Wednesday, December 06, 2006

United Nations University - Wealth & Inequality - Module 5

The UNU is based in Tokyo but operates largely as a virtual university, offering courses aimed particularly at developing countries.

A new report by the UNU, considered one of the most comprehensive to date, shows that 2% of the people in the world own 50% of its wealth - in effect, we have created a super-rich elite of 120 million people, located mostly in the USA, EU and Japan, but members of whom can be found in just about every country in the world. The report further concludes that the bottom 50% of the world - that's 3 billion people - own just 1% of the world's wealth.

But the most interesting aspect of the report is the way it illustrates sharply the difference between Income and Wealth.
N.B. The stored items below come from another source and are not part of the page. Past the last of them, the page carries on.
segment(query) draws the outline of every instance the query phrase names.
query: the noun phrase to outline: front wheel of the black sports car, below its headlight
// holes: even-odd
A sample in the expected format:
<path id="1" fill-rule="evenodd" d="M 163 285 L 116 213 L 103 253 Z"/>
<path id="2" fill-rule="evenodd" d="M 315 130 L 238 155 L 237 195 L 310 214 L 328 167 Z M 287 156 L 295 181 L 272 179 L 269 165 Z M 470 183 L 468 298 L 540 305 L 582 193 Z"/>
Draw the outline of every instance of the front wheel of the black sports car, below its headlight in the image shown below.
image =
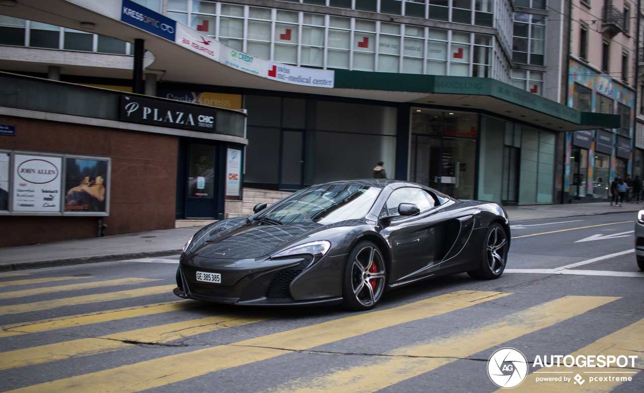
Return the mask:
<path id="1" fill-rule="evenodd" d="M 386 264 L 377 245 L 363 241 L 346 258 L 342 295 L 344 306 L 353 311 L 374 308 L 386 287 Z"/>

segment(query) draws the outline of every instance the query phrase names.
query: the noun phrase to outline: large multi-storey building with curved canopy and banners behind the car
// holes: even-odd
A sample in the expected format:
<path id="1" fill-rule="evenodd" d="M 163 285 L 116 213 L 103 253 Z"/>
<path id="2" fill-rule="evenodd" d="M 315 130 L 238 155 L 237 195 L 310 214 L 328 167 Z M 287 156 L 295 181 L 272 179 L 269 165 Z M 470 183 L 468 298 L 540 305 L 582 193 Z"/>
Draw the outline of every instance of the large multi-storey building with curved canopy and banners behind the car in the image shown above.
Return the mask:
<path id="1" fill-rule="evenodd" d="M 620 124 L 592 106 L 559 103 L 568 91 L 564 8 L 539 0 L 5 0 L 0 70 L 95 86 L 87 102 L 98 86 L 242 110 L 243 140 L 226 143 L 247 140 L 245 187 L 292 191 L 371 177 L 384 161 L 388 177 L 457 198 L 552 204 L 565 188 L 558 138 Z M 1 123 L 29 115 L 15 106 L 0 108 Z M 15 161 L 12 138 L 0 135 L 0 148 Z M 205 169 L 216 184 L 230 175 L 199 160 L 226 162 L 223 149 L 232 147 L 187 136 L 176 143 L 176 220 L 243 214 L 233 203 L 242 191 L 198 195 Z"/>

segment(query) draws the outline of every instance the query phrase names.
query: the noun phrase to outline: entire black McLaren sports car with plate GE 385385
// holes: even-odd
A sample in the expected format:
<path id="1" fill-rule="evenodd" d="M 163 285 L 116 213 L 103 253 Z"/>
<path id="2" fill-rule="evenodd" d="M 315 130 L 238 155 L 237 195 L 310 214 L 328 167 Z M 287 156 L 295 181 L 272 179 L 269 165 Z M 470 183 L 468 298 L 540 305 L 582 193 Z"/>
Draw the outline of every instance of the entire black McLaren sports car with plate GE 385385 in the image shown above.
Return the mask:
<path id="1" fill-rule="evenodd" d="M 498 278 L 510 245 L 506 212 L 400 180 L 311 186 L 249 217 L 198 231 L 174 292 L 239 305 L 344 302 L 366 310 L 389 289 L 444 274 Z"/>

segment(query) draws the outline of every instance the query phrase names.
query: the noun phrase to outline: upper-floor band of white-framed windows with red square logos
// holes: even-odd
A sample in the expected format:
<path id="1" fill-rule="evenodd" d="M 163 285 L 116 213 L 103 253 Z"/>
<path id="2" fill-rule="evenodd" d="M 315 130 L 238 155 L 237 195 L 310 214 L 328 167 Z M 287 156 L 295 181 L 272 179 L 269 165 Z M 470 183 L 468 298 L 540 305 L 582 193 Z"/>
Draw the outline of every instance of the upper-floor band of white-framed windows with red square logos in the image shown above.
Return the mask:
<path id="1" fill-rule="evenodd" d="M 452 1 L 457 8 L 470 14 L 472 7 L 477 6 L 491 10 L 491 3 L 486 1 Z M 445 3 L 446 6 L 437 7 L 450 10 L 450 1 Z M 363 8 L 369 8 L 359 1 L 356 7 L 361 4 Z M 236 50 L 286 64 L 359 71 L 491 76 L 492 35 L 209 1 L 171 1 L 167 15 Z M 449 15 L 450 12 L 448 18 Z"/>

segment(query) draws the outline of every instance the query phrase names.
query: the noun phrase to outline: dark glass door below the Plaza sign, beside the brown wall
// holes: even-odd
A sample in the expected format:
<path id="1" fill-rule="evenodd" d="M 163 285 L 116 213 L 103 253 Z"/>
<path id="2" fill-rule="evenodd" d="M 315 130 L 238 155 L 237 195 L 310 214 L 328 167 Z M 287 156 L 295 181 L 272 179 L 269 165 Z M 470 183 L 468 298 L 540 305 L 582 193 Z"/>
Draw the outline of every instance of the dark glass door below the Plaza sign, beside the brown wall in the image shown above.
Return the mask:
<path id="1" fill-rule="evenodd" d="M 216 216 L 216 146 L 190 144 L 186 184 L 185 218 Z"/>

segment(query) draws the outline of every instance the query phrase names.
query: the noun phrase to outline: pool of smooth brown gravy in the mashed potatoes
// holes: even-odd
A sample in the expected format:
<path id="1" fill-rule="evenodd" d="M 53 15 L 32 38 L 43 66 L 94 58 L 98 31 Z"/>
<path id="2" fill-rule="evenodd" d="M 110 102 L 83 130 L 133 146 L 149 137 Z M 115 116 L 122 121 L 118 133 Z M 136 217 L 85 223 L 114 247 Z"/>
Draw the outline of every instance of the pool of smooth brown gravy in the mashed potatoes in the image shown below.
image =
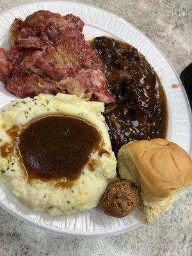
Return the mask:
<path id="1" fill-rule="evenodd" d="M 91 124 L 69 116 L 46 116 L 19 134 L 19 152 L 28 179 L 75 180 L 102 137 Z"/>

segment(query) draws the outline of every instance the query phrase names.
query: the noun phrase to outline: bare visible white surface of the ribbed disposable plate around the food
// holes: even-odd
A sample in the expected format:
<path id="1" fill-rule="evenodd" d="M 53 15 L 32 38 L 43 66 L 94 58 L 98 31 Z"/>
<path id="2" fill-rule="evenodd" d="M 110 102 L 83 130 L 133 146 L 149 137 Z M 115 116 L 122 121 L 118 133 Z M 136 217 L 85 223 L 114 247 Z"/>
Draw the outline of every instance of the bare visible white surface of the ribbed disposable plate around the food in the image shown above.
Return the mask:
<path id="1" fill-rule="evenodd" d="M 37 10 L 49 10 L 61 15 L 73 13 L 85 23 L 86 40 L 100 35 L 111 36 L 133 45 L 145 55 L 159 75 L 166 93 L 169 115 L 167 138 L 191 155 L 192 119 L 186 93 L 170 63 L 147 36 L 120 17 L 88 4 L 71 1 L 38 1 L 20 4 L 0 13 L 0 47 L 9 49 L 8 29 L 15 17 L 25 19 Z M 172 84 L 179 86 L 173 88 Z M 7 92 L 0 82 L 0 109 L 13 99 L 15 97 Z M 66 236 L 114 236 L 140 227 L 143 219 L 137 210 L 125 218 L 118 219 L 107 216 L 99 207 L 66 217 L 52 217 L 25 207 L 3 182 L 0 182 L 0 206 L 20 220 Z"/>

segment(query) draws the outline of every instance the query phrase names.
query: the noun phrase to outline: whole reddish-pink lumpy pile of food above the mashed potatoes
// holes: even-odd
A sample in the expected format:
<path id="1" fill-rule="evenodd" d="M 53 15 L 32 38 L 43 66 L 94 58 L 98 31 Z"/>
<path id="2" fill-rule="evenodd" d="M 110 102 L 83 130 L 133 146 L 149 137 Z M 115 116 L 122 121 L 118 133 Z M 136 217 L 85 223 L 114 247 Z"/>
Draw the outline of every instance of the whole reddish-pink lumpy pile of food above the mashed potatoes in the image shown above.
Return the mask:
<path id="1" fill-rule="evenodd" d="M 0 49 L 0 79 L 18 97 L 39 93 L 76 94 L 106 104 L 115 97 L 106 88 L 106 66 L 84 40 L 83 21 L 38 11 L 10 28 L 9 52 Z"/>

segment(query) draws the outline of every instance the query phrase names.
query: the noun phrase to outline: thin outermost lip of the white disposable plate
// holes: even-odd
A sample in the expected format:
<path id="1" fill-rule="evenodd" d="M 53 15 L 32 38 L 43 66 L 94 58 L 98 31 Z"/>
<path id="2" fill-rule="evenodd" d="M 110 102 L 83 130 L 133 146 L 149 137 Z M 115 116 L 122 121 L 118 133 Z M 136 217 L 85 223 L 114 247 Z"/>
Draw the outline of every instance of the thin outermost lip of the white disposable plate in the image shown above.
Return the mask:
<path id="1" fill-rule="evenodd" d="M 105 10 L 104 8 L 100 8 L 98 6 L 95 6 L 93 4 L 89 4 L 89 3 L 83 3 L 81 1 L 75 1 L 75 0 L 70 0 L 70 1 L 67 1 L 67 0 L 43 0 L 43 1 L 30 1 L 28 3 L 21 3 L 21 4 L 15 4 L 13 5 L 12 7 L 10 8 L 6 8 L 4 10 L 2 10 L 0 12 L 0 17 L 2 15 L 4 15 L 4 13 L 7 13 L 7 12 L 11 12 L 13 10 L 16 10 L 16 9 L 19 9 L 19 8 L 22 8 L 22 6 L 28 6 L 28 5 L 36 5 L 36 4 L 46 4 L 46 3 L 73 3 L 73 4 L 80 4 L 81 6 L 90 6 L 92 8 L 95 8 L 97 10 L 100 10 L 102 12 L 105 12 L 105 13 L 108 13 L 109 15 L 115 17 L 116 19 L 118 20 L 122 20 L 122 22 L 124 22 L 125 25 L 128 25 L 130 26 L 131 28 L 134 28 L 140 35 L 142 35 L 145 40 L 147 40 L 148 42 L 150 42 L 151 45 L 153 45 L 155 47 L 155 49 L 159 52 L 159 54 L 161 54 L 161 56 L 164 58 L 164 60 L 166 61 L 166 63 L 168 64 L 168 66 L 171 68 L 174 76 L 177 78 L 177 80 L 179 81 L 179 84 L 181 85 L 180 88 L 182 90 L 182 93 L 184 95 L 184 99 L 185 99 L 185 102 L 186 102 L 186 108 L 188 109 L 188 114 L 189 114 L 189 122 L 192 124 L 192 112 L 191 112 L 191 108 L 190 108 L 190 105 L 189 105 L 189 99 L 188 99 L 188 96 L 186 94 L 186 91 L 184 90 L 184 86 L 182 85 L 182 82 L 180 81 L 180 77 L 178 76 L 177 72 L 175 71 L 175 69 L 173 68 L 173 65 L 170 63 L 170 61 L 168 60 L 168 58 L 166 58 L 166 56 L 164 55 L 164 53 L 161 51 L 161 49 L 159 49 L 159 47 L 157 47 L 156 44 L 154 44 L 154 42 L 152 42 L 152 40 L 150 38 L 148 38 L 147 35 L 145 35 L 145 33 L 143 33 L 142 31 L 140 31 L 140 29 L 136 28 L 134 25 L 132 25 L 130 22 L 128 22 L 127 20 L 123 19 L 122 17 L 119 17 L 118 15 L 112 13 L 112 12 L 109 12 L 108 10 Z M 190 138 L 192 136 L 192 128 L 190 129 Z M 192 156 L 192 143 L 190 144 L 190 147 L 189 147 L 189 155 Z M 109 236 L 116 236 L 118 234 L 122 234 L 124 232 L 129 232 L 135 228 L 138 228 L 138 227 L 141 227 L 143 226 L 143 223 L 138 220 L 136 222 L 133 222 L 129 225 L 129 227 L 127 227 L 127 225 L 125 225 L 125 227 L 118 227 L 118 228 L 111 228 L 111 230 L 102 230 L 102 231 L 89 231 L 89 232 L 77 232 L 77 230 L 74 232 L 74 231 L 70 231 L 70 230 L 64 230 L 64 229 L 60 229 L 60 228 L 55 228 L 55 227 L 52 227 L 52 226 L 48 226 L 48 225 L 45 225 L 44 223 L 41 223 L 40 221 L 36 221 L 35 219 L 30 219 L 28 218 L 28 216 L 25 216 L 24 214 L 20 215 L 20 212 L 19 211 L 13 211 L 12 208 L 9 207 L 9 205 L 7 204 L 2 204 L 3 201 L 0 200 L 0 206 L 8 211 L 10 214 L 12 214 L 13 216 L 16 216 L 17 218 L 19 218 L 19 220 L 22 220 L 26 223 L 29 223 L 31 225 L 35 225 L 35 227 L 40 227 L 42 228 L 43 230 L 48 230 L 49 232 L 53 232 L 53 233 L 56 233 L 56 234 L 60 234 L 62 236 L 71 236 L 71 237 L 109 237 Z"/>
Income is current, wealth is accumulative.

For example, some of the poorest people in the world - in terms of wealth - are to be found in the USA and UK. This is because wealth is defined as net assets (what you have - what you owe). Sadly, mnay people in the USA and UK are deeply in debt because of house mortgages, credit card spending and so on. And yet, their levels of income and consumption are of course very high - compared to the average person worldwide.
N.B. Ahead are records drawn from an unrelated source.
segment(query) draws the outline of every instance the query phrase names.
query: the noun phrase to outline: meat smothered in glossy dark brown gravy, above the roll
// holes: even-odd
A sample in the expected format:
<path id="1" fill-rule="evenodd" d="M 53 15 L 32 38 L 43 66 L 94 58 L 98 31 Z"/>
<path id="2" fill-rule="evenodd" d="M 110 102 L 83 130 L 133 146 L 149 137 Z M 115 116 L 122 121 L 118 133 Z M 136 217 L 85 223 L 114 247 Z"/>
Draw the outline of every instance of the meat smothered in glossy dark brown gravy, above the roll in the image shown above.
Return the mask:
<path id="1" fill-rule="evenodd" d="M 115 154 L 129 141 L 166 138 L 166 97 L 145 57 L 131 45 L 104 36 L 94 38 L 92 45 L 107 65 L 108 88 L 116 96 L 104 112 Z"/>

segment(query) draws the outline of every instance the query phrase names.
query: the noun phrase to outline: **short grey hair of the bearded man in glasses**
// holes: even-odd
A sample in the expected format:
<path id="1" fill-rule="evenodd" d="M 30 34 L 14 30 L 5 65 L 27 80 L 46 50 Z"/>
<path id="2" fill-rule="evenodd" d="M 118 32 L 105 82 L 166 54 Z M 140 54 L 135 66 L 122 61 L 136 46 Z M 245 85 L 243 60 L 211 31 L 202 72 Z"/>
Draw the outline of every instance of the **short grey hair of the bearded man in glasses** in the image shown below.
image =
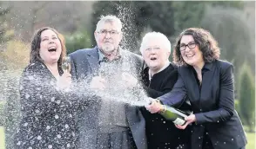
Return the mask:
<path id="1" fill-rule="evenodd" d="M 107 16 L 100 16 L 100 19 L 97 23 L 96 30 L 100 29 L 100 25 L 103 23 L 117 23 L 118 29 L 122 29 L 122 22 L 117 16 L 107 15 Z"/>

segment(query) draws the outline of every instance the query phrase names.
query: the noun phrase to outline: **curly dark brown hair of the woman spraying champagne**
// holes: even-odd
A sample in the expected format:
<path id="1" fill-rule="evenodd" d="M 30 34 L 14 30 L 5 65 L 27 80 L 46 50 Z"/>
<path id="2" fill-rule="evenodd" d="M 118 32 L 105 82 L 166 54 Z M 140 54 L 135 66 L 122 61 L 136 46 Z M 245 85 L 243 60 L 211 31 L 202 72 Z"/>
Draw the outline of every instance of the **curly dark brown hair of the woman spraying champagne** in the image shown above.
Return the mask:
<path id="1" fill-rule="evenodd" d="M 219 59 L 220 50 L 218 42 L 213 38 L 211 33 L 205 29 L 189 28 L 180 33 L 179 37 L 177 38 L 172 54 L 174 63 L 178 65 L 186 65 L 180 53 L 179 47 L 182 36 L 187 35 L 192 36 L 196 44 L 199 46 L 199 50 L 203 54 L 204 62 L 213 62 Z"/>

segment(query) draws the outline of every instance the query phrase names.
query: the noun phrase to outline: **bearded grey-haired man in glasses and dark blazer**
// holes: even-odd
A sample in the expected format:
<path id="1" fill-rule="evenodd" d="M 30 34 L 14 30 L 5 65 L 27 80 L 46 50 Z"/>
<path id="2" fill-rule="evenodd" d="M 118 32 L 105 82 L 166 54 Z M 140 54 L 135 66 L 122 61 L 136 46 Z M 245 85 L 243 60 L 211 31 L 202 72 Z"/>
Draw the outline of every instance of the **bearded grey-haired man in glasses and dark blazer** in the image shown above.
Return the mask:
<path id="1" fill-rule="evenodd" d="M 120 48 L 123 33 L 117 16 L 101 16 L 94 36 L 97 47 L 70 55 L 73 81 L 92 94 L 77 115 L 78 148 L 146 149 L 145 120 L 138 107 L 125 104 L 130 98 L 124 96 L 138 84 L 142 58 Z"/>

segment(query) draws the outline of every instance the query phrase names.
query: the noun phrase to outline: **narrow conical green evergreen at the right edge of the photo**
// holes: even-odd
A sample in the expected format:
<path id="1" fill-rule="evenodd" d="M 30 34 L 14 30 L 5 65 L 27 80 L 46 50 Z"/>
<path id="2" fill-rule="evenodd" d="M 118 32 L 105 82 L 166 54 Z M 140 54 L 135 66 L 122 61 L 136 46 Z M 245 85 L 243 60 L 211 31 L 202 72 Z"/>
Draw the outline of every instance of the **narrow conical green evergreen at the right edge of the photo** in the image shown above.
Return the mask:
<path id="1" fill-rule="evenodd" d="M 239 112 L 242 120 L 253 132 L 255 121 L 255 80 L 250 68 L 244 63 L 239 78 Z"/>

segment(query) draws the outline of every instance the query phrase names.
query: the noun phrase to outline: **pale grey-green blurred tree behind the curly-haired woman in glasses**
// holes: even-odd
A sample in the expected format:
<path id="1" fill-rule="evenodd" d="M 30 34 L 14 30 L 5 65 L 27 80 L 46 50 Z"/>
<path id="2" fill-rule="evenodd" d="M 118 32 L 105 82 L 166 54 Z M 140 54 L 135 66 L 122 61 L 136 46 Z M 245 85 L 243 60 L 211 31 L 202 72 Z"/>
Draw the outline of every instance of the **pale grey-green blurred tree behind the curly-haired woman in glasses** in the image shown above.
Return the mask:
<path id="1" fill-rule="evenodd" d="M 208 7 L 202 18 L 201 26 L 208 29 L 217 39 L 220 47 L 220 58 L 232 62 L 235 80 L 239 80 L 239 68 L 247 61 L 254 72 L 255 51 L 253 28 L 248 24 L 242 10 L 223 7 Z M 246 51 L 246 52 L 245 52 Z M 235 86 L 238 87 L 235 81 Z"/>

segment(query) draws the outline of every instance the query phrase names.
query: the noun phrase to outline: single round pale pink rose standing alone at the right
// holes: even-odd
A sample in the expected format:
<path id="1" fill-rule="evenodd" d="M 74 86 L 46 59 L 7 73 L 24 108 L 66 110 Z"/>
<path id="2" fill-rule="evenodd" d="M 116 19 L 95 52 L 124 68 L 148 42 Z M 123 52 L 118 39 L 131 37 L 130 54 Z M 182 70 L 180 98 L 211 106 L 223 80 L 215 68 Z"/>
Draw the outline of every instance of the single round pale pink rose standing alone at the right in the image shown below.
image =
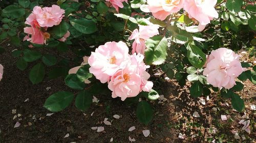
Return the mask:
<path id="1" fill-rule="evenodd" d="M 232 88 L 236 84 L 235 78 L 243 72 L 239 55 L 227 48 L 212 50 L 206 62 L 203 75 L 214 87 Z"/>

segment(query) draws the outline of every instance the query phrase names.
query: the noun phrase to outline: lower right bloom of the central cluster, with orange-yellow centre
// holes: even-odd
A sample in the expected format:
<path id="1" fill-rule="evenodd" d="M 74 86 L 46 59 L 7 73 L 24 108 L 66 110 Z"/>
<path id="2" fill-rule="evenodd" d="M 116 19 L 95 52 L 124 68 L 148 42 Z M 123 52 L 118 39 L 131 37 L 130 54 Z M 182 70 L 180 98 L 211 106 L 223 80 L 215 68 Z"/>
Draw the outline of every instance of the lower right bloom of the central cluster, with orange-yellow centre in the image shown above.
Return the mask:
<path id="1" fill-rule="evenodd" d="M 152 81 L 147 81 L 150 77 L 143 63 L 142 54 L 131 55 L 131 61 L 124 69 L 118 70 L 109 82 L 108 88 L 112 91 L 112 97 L 121 97 L 124 101 L 127 97 L 135 97 L 142 90 L 149 92 L 153 87 Z"/>

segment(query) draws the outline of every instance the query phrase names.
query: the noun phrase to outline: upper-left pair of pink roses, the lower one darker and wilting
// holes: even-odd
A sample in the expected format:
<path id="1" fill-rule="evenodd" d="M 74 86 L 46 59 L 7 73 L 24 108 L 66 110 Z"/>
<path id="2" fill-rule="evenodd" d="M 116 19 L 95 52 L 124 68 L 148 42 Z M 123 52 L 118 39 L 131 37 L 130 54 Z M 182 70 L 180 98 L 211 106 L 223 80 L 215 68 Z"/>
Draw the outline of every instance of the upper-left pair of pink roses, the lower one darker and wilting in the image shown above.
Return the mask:
<path id="1" fill-rule="evenodd" d="M 28 35 L 24 37 L 24 41 L 30 41 L 35 44 L 44 44 L 50 38 L 47 32 L 48 27 L 58 25 L 64 17 L 65 11 L 57 5 L 52 7 L 34 7 L 32 13 L 26 19 L 25 24 L 30 25 L 24 28 L 24 33 Z M 68 32 L 59 41 L 65 41 L 70 36 Z"/>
So does wealth matter? Well, it does and it doesn't. It does because having high positive wealth means you get to control more of the world's resources and development (allocative efficiency). Low negative wealth means you could be in trouble if you get sick, lose your job and so on - the safety net provided by the state then becomes crucial. A poor state safety net could mean that people in high income countries could suddenly fall into destitution and dysfunction much more quickly than people in low income countries where the social safety net (family, village) may sometimes be stronger.